14. The system of claim 13 in which the resistor ladder network matching is accomplished through a software calibration factor.

15. The system of claim 14, wherein the sensing module is communicably coupled to the signal processing module.

16. The system of claim 11, wherein signal processing module is operable to determine an amount of time (T) required for the propagating myometrial wave to traverse a distance (D) between the pair of electrodes in communication with a maternal abdomen, the amount of time is determined by a time difference associated with the voltage spikes at the at least two pairs of electrodes.

17. The system of claim 11, wherein the increased probability of True Preterm Labor and Delivery results in delivery within a predefined number of days.

18. The system of claim 11, further comprising a sensing module operable to measure a power spectrum (PS) signal of the propagating myometrial wave.

19. The system of claim 18, wherein the PS signal is analyzed from about 0.34 to 1.00 Hz.

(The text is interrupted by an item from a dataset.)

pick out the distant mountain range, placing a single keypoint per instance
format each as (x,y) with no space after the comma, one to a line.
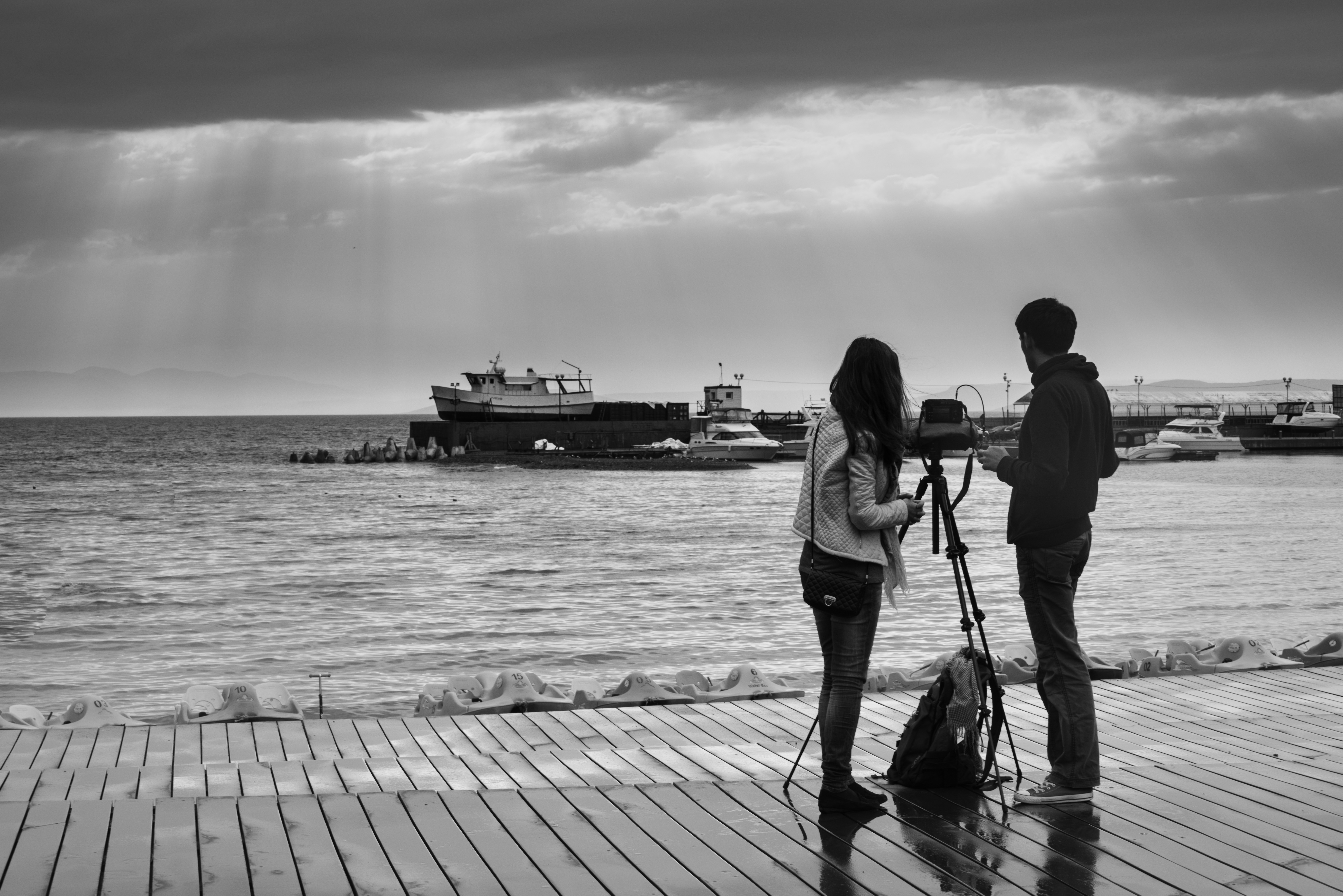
(100,391)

20. The system of claim 18, wherein the PS signal is analyzed for:

PS peak and median frequency;

PS peak and median amplitude;

burst duration;

interburst interval duration; and

standard deviation of burst and interburst interval duration.

21. The system of claim 11, wherein calculating the PV of the propagating myometrial wave comprises dividing the distance (D) that the propagating myometrial wave travels by the amount of time (T).

22. The system of claim 11, further comprising matching a skin impedance associated with the maternal abdomen.

23. The system of claim 11, wherein an unfavorable comparison between the PPV PV and the calculated PV indicates a decreased probability of True Preterm Labor and Delivery.